On: Grace Karskens, "Public History and Academic History: the common ground".


My Defense of Local Historians

The impression I am left with, on reading Grace Karskens’ views in her "Public History and Academic History: the common ground", (in Public History Review, 1, 1992, p14-25) is that local historians are simply (read: simple) locals, with an interest in the past, who write only for their little corner club; and, that it is only the Professional Public Historian (PPH) that has got it all together, in terms of BOTH scholarly ability and relationship to the community. I think otherwise!

Grace Karskens makes the following determination (p19) ... if time and money is short for producing a commi$$ioned hi$tory (my emphasis), resulting in the “[inability to use] primary sources already located … then "public historians often have to fall back on more readily accessible, but often crude, secondary sources -- like local histories -- and make of them what they can." She also perceives PPHs as being "conduits" between academia and "the wider community outside" (p21).

But, she also says (p21), "the new public historians [have to] deal with non-historians, including ..... people from amateur groups... [such as] historical societies.." She relates "horror stories" about PPHs having contact with, it appears, these tribal manifestations of unclad history-tragics armed only with an elementary arsenal of research weaponry and skilled only in bush-craft (my words).

It seems to be getting down to these things:
1) That Karskens excuses entirely any prospect of a local historian (who is, in fact, a "non-historian" in Karskens’ words) being able to produce a history with any value, that has any currency in the 'history marketplace'.

2) To me, it seems most likely that the local historians are the ones who contribute most significantly to ferreting out and securing primary sources for further research by themselves and others, along with secondary sources, and also produce a bibliography accordingly. This bibliography, of course, becomes a substantial menu for the PPH.

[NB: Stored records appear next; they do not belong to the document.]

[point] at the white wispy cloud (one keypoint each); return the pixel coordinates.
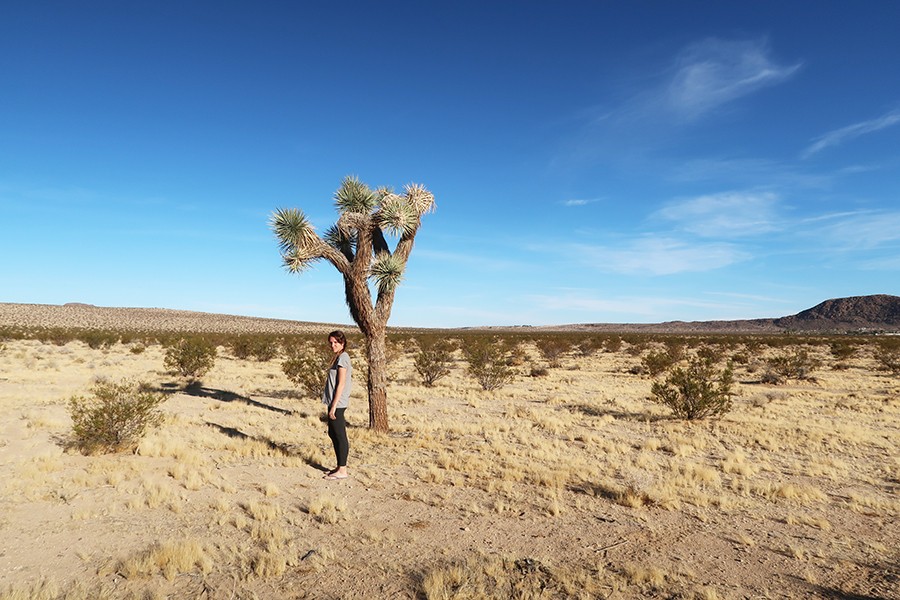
(862, 230)
(844, 134)
(713, 72)
(724, 215)
(645, 308)
(659, 256)
(579, 202)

3) It doesn't get any better for Karskens when one comes to realise that it is probably the local historian who HAS researched those very same primary sources to produce their vulgar views, something the PPH may not have time to do in their rush to meet deadlines and remain commercially viable and in the public eye.

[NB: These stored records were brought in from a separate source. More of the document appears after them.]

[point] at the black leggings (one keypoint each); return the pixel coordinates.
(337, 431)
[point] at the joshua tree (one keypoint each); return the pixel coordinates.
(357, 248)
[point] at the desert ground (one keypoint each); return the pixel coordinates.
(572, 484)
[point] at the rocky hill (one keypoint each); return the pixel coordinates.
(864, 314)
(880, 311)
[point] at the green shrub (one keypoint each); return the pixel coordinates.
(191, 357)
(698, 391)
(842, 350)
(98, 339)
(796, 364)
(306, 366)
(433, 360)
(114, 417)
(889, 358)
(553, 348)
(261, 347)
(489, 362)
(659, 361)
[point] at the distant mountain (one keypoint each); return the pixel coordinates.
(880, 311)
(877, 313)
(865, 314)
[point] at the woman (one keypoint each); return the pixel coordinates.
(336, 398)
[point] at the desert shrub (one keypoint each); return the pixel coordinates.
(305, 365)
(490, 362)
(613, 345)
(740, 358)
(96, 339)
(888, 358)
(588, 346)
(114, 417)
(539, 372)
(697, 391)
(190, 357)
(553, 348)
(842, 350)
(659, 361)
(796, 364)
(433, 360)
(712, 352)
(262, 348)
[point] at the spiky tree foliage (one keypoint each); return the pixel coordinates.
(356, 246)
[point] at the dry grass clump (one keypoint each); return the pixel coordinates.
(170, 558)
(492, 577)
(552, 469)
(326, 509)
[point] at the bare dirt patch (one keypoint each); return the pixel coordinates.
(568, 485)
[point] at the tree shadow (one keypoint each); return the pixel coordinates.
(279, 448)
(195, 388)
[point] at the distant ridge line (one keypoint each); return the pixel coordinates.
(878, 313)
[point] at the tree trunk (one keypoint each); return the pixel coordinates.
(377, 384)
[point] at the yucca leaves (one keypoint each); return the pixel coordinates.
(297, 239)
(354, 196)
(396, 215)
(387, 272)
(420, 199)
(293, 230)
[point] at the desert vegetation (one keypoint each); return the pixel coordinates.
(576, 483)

4) There is a double standard, entirely, in reducing local histories to a crudity and then rehashing their content with some scholarly spit and professional polish to make them acceptable and meaningful. It is OK for PPHs to harvest local histories for fodder, but “to make of them what they can”, and employ them as the basis of their magically acceptable commi$$ioned hi$tories, at the same time denigrating the source is not. One can wonder to what degree the local historian is recognised in such works produced by a professional.

5) There is potential for PPHs to be non-professional: What, after all, is a professional history without researching the primary sources known to be available? And, since when is it valid for secondary sources to become the primary source of information for the PPH, who junks primary sources in the process because they don't have the time? I contend with Karskens’ claim (p21) that PPH's work is inherently somehow pure: the work of PPHs can indeed be "inherently inferior" to what it could be if PPHs produce half-baked histories based on (allegedly) crude secondary sources at the expense of available primary sources.

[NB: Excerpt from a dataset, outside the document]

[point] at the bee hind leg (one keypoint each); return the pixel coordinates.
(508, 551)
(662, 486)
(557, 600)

6) PPHs invariably are visitors to an area, they come and they go. They do not necessarily have the respect of the community just because they are a paid professional. And they won't have it if they push an external, official version of the locality's history, especially one lacking the richness offered in using primary sources, and devalue the contribution made by those within the community, along lines of 'professional vs. non-professional'.

7) Finally, are not the local historians the ones most likely to have a "meaningful relationship with the wider community" in which they live, and a relationship that is present and continual? The work of the several local historians at Paterson Historical Society and their relationship within and to the local community, and the Lower Hunter region of NSW, stands as a fine example and a testament to the good standing and effectiveness of the unpaid local historian.